The honest fix: human in the loop on the four categories
The pattern that works, across every brand we have helped configure, is the same shape:
The AI tool drafts every response. For everything that does not touch the four high-risk categories (order status lookups, FAQ answers, basic product questions), the AI sends autonomously. For anything that touches policy, price, eligibility, or timing, the response is held for a human operator to approve before send. We covered the broader pattern in AI-first CX desks. The legal-risk-specific version of the configuration adds three more rules:
- The AI is configured to refuse, not extrapolate. When a customer asks a question outside the AI's grounded knowledge base, the tool says “let me get a teammate to help with that,” not “based on similar policies, here is my best guess.”
- Every response in the four categories is logged with the source. The AI must cite which policy document, knowledge-base article, or order record produced the answer. If the source is missing, the response is auto-held.
- A weekly review pulls 20 random responses from the four categories and audits them. The audit feeds back into the configuration. We covered the review cadence in Why AI is included, not sold as a tier.
This shape is not slower than full autonomous. The brands that run it well release 95-97% of responses without human touch, because most customer questions are not in the four risk categories. The 3-5% that are touch a human, and that human becomes the brand's legal seatbelt.
Why this needs a Pod, not a tool license
Brands try to solve this by buying a better AI tool. The better tool reduces failure rate, it does not eliminate it. The failures that remain are the expensive ones, because the AI is now confident enough that the team stops checking.
The operating layer that actually closes the risk is a Pod with three specific roles working together:
The AI specialist owns the configuration: which queries route to human review, which knowledge sources the bot is allowed to ground in, when the refusal rule applies. This is a continuous tuning job, not a setup job. The configuration drifts as products change, policies update, and customer expectations move.
The Pod operations lead owns the escalation SOP: when a customer pushes back on what the bot said, what the human says, who has authority to honor the bot's promise, when the issue gets logged for legal review.
The frontline operator owns the daily approval queue: reading the held responses, approving the right ones, redirecting the wrong ones, flagging anomalies for the AI specialist.
The Pod shape is what makes the four-category guardrail run at scale.
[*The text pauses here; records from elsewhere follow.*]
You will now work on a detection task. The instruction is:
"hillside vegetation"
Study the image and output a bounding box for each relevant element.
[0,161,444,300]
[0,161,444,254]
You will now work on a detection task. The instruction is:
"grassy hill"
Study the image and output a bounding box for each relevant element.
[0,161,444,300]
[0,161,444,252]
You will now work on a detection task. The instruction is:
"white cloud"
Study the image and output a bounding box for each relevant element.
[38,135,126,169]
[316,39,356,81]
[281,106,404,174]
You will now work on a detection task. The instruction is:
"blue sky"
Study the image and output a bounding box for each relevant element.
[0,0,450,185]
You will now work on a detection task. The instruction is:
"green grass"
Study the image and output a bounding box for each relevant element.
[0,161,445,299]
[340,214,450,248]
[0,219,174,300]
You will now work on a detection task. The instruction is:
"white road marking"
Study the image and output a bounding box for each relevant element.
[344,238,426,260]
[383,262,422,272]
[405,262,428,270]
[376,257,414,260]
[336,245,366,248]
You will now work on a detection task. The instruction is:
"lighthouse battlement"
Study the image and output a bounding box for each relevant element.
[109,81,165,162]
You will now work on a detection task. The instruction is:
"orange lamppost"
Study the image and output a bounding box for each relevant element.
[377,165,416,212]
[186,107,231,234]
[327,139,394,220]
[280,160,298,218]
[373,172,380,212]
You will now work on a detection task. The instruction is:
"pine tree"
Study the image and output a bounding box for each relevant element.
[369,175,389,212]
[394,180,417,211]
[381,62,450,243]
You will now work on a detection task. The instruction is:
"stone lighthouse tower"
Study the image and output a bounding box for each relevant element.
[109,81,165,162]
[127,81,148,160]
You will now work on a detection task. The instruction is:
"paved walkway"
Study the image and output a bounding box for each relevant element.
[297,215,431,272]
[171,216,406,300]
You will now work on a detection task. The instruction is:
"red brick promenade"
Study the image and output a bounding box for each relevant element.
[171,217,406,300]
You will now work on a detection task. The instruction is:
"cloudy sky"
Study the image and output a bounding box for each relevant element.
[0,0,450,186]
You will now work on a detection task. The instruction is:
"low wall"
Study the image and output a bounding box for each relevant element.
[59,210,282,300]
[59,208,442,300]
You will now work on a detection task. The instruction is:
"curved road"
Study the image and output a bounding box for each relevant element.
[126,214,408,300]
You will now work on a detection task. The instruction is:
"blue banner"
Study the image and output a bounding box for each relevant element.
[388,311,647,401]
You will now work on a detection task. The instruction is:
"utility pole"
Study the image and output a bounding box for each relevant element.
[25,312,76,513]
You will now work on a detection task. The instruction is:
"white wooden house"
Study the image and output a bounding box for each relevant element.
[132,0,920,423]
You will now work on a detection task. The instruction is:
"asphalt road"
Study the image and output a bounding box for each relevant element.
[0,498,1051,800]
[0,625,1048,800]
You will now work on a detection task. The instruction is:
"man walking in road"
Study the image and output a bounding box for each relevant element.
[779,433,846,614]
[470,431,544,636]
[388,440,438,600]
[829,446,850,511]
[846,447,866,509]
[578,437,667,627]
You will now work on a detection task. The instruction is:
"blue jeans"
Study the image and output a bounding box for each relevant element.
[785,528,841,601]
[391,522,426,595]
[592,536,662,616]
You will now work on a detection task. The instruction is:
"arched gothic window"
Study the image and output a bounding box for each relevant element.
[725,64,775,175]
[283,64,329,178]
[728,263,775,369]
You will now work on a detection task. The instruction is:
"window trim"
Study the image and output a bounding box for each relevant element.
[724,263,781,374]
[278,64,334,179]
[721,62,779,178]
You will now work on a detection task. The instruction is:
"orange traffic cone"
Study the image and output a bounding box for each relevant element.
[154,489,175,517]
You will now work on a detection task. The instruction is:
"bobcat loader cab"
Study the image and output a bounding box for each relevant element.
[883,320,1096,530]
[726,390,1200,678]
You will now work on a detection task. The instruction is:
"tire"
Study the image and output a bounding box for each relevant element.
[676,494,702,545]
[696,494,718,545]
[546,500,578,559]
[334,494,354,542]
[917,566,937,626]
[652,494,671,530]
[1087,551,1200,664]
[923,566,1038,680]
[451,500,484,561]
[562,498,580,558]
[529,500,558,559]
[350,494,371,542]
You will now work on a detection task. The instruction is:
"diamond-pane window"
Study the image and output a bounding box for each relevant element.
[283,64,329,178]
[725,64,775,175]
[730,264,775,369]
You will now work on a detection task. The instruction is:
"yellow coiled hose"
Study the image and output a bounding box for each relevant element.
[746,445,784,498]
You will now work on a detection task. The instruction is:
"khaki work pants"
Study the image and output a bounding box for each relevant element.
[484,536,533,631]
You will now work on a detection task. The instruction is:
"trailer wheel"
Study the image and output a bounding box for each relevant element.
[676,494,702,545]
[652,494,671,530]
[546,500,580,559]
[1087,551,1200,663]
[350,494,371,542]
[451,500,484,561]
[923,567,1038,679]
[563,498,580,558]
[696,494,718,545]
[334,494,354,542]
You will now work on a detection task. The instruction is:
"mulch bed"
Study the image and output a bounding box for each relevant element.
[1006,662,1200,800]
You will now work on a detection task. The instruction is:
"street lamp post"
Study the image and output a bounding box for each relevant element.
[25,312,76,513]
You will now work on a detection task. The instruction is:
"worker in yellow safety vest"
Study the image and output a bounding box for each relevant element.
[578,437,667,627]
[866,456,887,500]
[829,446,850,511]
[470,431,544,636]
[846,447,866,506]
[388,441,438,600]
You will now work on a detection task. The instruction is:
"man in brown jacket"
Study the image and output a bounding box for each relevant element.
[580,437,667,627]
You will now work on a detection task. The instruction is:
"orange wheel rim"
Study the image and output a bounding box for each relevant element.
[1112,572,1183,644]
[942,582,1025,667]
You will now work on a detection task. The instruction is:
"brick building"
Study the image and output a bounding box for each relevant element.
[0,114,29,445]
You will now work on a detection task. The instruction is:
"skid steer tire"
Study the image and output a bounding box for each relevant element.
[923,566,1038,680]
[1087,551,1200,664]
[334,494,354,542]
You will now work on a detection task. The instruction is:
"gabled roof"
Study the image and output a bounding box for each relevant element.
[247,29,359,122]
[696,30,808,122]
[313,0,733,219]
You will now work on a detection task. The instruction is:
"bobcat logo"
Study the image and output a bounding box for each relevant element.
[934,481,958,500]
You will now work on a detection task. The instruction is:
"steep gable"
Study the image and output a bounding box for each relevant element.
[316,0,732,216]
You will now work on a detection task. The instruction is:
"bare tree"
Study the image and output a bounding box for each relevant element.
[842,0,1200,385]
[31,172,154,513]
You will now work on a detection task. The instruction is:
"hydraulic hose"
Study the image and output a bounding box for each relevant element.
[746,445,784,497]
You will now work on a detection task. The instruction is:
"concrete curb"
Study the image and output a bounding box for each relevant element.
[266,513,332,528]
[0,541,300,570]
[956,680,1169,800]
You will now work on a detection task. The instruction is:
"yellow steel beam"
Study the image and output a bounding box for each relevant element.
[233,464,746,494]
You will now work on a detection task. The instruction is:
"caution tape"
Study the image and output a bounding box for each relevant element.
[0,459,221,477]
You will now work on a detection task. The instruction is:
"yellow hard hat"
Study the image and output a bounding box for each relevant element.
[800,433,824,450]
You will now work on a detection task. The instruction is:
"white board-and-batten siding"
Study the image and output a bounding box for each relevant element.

Tools alone do not. We hire and train this shape because we have run it through the Pod Trial for every brand where the AI tool was already deployed and underperforming.
What this means for your operation
If you run a creator business, a DTC brand, a SaaS, or any operation with an AI-facing support layer:
- Audit the last 100 responses against the four categories now.
- Decide which categories require human-in-loop and configure the tool to hold them.
- Document the escalation SOP for when a customer holds you to what the bot said.
- Staff the configuration as an ongoing role, not a one-time setup.
- Pull the weekly mistake sample. Feed it back into the rules.
The cost of running this layer well is roughly one Pod role per ~5,000 monthly AI-touched conversations. The cost of running it badly is one Air Canada-style ruling, which is a lot more than one Pod role.